Steve Carell will never be Don Adams. Adams was iconic in his role as Maxwell Smart, and no matter how it’s been remade, Get Smart will always be remembered for Adams. Still, Carell does a fantastic job in updating the character in this remake, creating his own spin that’s immensely funny and enjoyable.
The heart of Get Smart is still here, that of a goofy, often unintelligent CONTROL agent working under the vice president. Smart (Carell) is tasked with bringing down a terrorist organization appropriately named KAOS. The thin plot is standard good versus evil involving nukes inside Los Angeles, and loads of priceless one-liners to go along with it. Numerous scenes exist purely for their laughs, not for plot development.
The loaded cast all take their performances to heart, brilliantly projecting an inept secret government agency. The film belongs to Carell and Anne Hathaway, but it’s nearly stolen by Alan Arkin. He delivers what may be the film’s best line immediately following a near-death experience. Dwayne Johnson is wasted, given little screen time even though his character plays a major role in the story.

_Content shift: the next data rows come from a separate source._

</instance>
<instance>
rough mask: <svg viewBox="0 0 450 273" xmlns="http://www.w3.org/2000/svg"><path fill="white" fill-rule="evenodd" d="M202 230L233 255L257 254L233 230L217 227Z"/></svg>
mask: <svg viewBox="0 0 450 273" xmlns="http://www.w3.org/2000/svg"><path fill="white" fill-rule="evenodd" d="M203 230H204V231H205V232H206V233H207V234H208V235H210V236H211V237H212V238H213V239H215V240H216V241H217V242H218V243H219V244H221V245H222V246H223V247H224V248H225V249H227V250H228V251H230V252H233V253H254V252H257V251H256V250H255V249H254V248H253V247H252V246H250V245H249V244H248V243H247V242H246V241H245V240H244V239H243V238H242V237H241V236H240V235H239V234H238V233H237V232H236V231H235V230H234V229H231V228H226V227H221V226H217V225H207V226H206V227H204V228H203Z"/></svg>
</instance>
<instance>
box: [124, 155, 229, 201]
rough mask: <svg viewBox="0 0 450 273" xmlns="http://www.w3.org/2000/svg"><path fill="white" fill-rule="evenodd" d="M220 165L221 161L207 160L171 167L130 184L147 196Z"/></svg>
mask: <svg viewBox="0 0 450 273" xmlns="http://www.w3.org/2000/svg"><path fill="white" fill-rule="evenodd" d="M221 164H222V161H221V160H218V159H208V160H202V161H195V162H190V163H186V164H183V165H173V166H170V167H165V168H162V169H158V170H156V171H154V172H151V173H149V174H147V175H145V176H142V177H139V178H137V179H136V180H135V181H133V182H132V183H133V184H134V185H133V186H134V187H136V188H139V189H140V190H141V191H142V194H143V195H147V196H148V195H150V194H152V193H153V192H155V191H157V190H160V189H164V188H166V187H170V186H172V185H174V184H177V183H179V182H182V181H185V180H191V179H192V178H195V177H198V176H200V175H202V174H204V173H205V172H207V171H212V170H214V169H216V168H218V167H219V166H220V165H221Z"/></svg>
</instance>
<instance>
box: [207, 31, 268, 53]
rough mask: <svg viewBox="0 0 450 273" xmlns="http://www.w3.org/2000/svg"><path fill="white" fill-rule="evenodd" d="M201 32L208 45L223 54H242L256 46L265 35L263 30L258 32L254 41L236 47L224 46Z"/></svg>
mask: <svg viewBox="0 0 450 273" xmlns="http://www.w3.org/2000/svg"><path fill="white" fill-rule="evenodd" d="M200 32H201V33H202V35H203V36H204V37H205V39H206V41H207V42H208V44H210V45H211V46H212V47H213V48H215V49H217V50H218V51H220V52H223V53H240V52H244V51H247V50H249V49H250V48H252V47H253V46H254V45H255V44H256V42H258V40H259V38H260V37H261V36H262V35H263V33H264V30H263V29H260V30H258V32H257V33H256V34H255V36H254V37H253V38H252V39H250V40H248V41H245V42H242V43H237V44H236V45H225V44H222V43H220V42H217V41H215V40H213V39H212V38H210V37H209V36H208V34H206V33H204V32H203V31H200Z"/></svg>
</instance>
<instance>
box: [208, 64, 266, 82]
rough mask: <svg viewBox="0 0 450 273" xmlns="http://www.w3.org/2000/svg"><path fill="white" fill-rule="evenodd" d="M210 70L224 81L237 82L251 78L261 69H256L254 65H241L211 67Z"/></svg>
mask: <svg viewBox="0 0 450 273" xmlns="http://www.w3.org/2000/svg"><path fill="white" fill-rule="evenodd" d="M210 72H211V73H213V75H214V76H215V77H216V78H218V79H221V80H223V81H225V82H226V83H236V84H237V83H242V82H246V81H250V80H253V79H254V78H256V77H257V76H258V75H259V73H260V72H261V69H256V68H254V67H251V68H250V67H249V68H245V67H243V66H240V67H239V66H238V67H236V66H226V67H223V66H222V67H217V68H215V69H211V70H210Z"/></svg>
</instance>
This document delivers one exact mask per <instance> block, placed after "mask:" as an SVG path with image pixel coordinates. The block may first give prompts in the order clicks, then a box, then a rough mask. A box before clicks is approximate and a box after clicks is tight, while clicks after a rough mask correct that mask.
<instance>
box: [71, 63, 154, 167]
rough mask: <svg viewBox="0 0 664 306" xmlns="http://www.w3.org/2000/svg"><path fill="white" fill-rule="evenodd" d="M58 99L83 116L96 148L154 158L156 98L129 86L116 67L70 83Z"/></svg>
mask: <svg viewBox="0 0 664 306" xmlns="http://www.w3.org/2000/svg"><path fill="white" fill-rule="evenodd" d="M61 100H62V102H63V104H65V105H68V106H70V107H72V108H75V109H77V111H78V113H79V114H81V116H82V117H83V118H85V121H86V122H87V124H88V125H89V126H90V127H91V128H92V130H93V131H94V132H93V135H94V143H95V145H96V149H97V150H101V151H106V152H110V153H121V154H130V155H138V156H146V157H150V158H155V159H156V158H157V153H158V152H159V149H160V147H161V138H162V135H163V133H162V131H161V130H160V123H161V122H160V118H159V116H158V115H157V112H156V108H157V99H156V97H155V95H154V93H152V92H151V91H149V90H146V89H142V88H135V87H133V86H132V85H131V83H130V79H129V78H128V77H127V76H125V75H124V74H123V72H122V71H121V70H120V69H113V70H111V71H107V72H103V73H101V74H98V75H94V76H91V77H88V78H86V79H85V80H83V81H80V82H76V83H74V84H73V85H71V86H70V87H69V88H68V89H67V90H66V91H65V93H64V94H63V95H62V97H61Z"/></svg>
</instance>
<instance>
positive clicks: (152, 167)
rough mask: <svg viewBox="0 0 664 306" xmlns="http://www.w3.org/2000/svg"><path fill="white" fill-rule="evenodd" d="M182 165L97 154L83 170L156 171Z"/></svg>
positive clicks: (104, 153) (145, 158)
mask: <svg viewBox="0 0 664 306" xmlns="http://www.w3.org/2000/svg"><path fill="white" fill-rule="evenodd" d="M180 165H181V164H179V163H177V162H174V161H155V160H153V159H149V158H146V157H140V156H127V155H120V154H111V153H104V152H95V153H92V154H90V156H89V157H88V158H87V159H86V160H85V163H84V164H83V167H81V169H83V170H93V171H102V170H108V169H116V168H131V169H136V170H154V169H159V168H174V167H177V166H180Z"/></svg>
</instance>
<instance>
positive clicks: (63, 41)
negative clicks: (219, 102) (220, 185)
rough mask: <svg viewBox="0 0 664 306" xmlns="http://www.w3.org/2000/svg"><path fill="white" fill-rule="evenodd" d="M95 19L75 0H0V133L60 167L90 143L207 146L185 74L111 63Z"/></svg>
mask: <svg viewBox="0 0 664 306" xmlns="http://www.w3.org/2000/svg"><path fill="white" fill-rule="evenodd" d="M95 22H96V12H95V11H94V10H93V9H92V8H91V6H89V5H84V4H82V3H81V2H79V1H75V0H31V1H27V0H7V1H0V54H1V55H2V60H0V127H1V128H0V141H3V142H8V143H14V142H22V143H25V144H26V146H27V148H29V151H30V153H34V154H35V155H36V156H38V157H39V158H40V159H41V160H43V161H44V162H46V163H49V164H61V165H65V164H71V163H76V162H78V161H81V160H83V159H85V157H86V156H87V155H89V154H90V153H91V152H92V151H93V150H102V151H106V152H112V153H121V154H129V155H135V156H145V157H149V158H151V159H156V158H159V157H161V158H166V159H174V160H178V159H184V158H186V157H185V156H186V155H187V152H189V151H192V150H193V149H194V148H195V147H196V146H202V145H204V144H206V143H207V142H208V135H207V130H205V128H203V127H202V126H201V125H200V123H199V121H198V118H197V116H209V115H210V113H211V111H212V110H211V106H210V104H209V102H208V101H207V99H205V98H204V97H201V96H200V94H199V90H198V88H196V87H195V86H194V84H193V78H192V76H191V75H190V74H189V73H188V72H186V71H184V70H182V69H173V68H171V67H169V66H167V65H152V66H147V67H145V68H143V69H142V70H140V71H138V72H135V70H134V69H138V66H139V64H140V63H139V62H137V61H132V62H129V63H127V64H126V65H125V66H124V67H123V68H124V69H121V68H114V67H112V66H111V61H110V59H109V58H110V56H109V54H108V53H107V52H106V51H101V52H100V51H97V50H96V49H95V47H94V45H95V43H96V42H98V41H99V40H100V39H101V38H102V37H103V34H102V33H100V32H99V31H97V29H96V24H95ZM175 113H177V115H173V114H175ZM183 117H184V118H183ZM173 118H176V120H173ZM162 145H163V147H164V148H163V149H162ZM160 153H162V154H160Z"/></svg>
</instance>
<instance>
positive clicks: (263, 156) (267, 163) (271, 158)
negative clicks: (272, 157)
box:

Obviously, the original show is given numerous nods and homages throughout. The opening door gag is here, and arguably better than it ever was. Bill Murray has a bizarre cameo in a tree, but it’s nonetheless funny. The finale is also an action and comedic blast, despite some seriously lo-fi special effects.
Get Smart is a worthy remake of a classic show, and even if you’re a die-hard fan, it would be hard to imagine what this remake could do to taint your memories. It’s a well-executed comedic romp with some engaging action and fine performances. It’s not perfect, but it could have been so much worse.
For a new film, Get Smart is a disappointing Blu-ray. The transfer is muddy, soft, and lacking definition. Black levels range from superb to mediocre. The transfer lacks depth, coming off flat and uninspired. Flesh tones waver towards orange. Fine detail is rare through the haziness of the presentation. Some minor artifacting can be spotted from time to time.
Warner again skimps on the audio (like they do far too often), only giving viewers standard Dolby Digital instead of an uncompressed track. The bass line is powerful, and easily the best part of the mix. Surrounds are inconsistent.
In fact, this track feels subdued, even during the action. There are only minor instances of transitional audio to speak of, and none of it ambient. Only aggressive action is given any attention. It’s doubtful an uncompressed track would make this limited design any better, but at least it would have sounded sharper.
With three discs packed inside an easily breakable hinge case, one would expect mountains of extras. One would also be wrong. The second disc is a digital copy, and the third one of those throwaway DVD games that never provide any real entertainment value.
Four featurettes tell the typical making-of story. The best of the lot divulges all of the details in the film that reference the original show. A funny gag reel and an extended sequence deals with the vomit sequence in the film. The latter two run around five minutes each. A promo for the direct-to-video Bruce and Lloyd spin-off is here too.
Smart Takes is a unique way of delivering alternate takes and deleted scenes. Close to an hour of content runs alongside the movie, showcasing different takes or adlibs related to the scene you’re watching. However, this is the only way to access the content.